Y ese murmullo se hizo coro. Las redes, esas cloacas de soledad compartida, se llenaron de patriotas de ocasión, que reclamaban grandezas pasadas como quien sueña con un amor que nunca tuvo. La derecha obscena – permítanme el adjetivo – no nació en las cúpulas, sino en la mesa de un comedor con televisión encendida, en la indignación barata de los noticieros, en el miedo a perder lo poco que se tiene. Creció porque prometía un enemigo visible, una víctima a mano, un culpable que podía señalarse sin moverse de la silla.

No había en esa derecha obscena una idea de grandeza, ni siquiera de poder. Había, sobre todo, una música pegadiza de resentimiento.
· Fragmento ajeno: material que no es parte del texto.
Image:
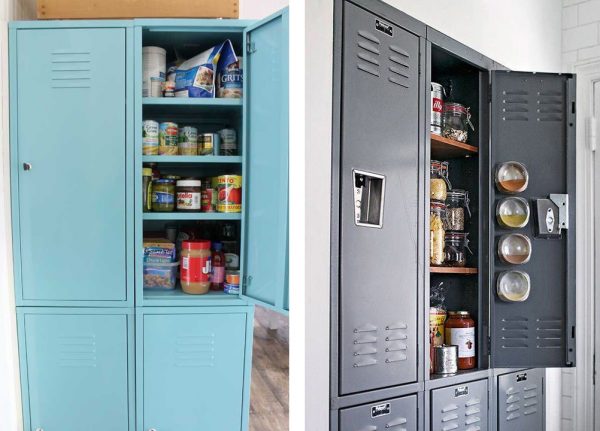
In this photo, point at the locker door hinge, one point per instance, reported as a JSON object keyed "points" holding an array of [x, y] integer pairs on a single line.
{"points": [[250, 47], [592, 133]]}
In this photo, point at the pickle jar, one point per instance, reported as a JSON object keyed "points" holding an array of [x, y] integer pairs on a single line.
{"points": [[457, 206], [439, 183], [456, 248], [437, 227]]}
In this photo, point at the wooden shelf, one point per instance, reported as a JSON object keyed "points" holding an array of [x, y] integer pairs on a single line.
{"points": [[444, 148], [192, 216], [452, 270]]}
Y como toda música vulgar, se repite hasta que el oído la acepta. El progreso, la justicia, la ternura, todo parecía demasiado difícil de explicar en comparación con ese estribillo de odio que cualquiera podía tararear.

Los profetas del rencor encontraron púlpito en la televisión y en los parlamentos, pero su verdadera victoria estuvo en el corazón cansado de la gente. Porque cuando un hombre pierde la esperanza, se vuelve presa fácil de cualquier demagogo que le prometa venganza. Y así fue como lo obsceno – lo que debería permanecer oculto – se hizo visible y cotidiano: insultar al pobre, burlarse del diferente, despreciar al que sufre. Se volvió costumbre. Y la costumbre, ya lo decía Macedonio, es la manera más eficiente de olvidar que algo está mal.
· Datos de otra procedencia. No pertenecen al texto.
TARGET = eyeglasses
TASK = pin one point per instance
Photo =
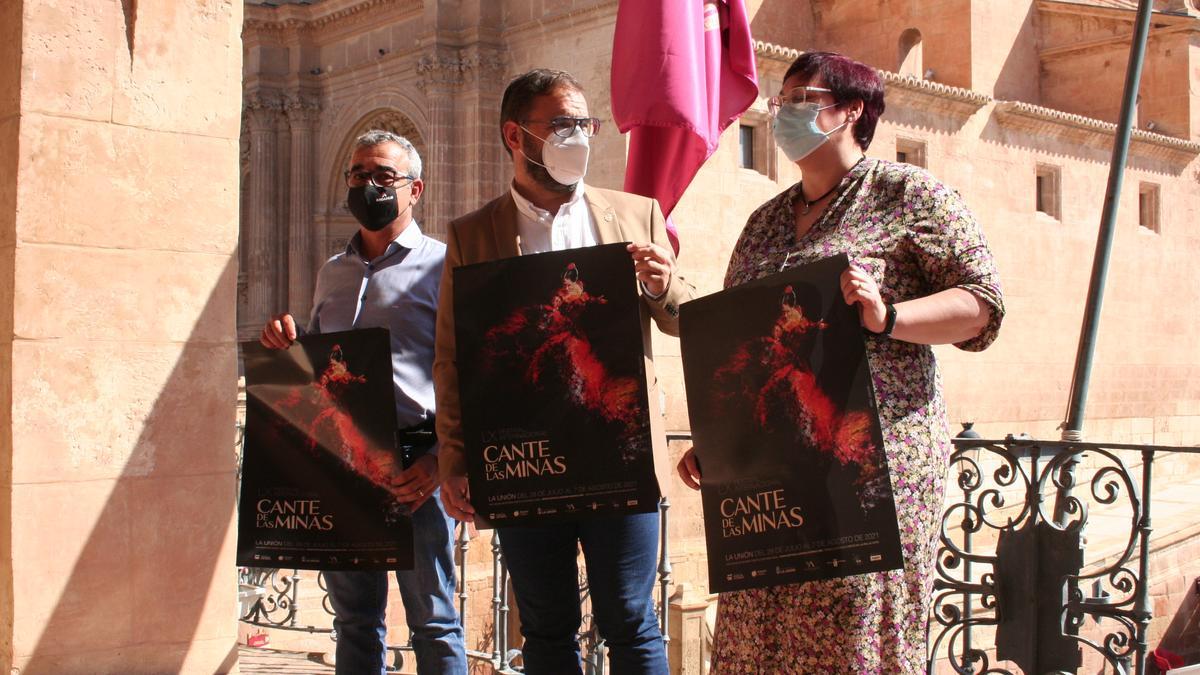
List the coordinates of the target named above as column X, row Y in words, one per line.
column 797, row 96
column 564, row 126
column 379, row 178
Algunos dirán que todo esto es nuevo. Pero yo sospecho que no. La obscenidad de la derecha ha estado siempre entre nosotros, como esos monstruos que uno mantiene encerrados en el sótano con la esperanza de que jamás suban la escalera. Lo nuevo es que les hemos abierto la puerta, les hemos tendido alfombra roja y hasta les hemos aplaudido el mal gusto.
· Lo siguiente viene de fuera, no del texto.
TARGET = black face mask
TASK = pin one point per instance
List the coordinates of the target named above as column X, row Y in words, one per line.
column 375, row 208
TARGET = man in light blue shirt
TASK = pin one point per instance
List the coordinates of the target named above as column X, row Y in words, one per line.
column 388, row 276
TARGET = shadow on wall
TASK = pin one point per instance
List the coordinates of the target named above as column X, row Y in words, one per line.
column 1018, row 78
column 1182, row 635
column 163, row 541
Quizá, como en toda historia argentina, el final dependa de una mesa de café. Tal vez un día volvamos a sentarnos a hablar de cosas inútiles, de mujeres lejanas, de goles imposibles, y en esa charla recobremos el gusto por lo humano. Porque lo contrario de la obscenidad no es la pureza, sino la ternura. Y eso, aunque suene ingenuo, es lo único capaz de detener a los mercaderes del odio.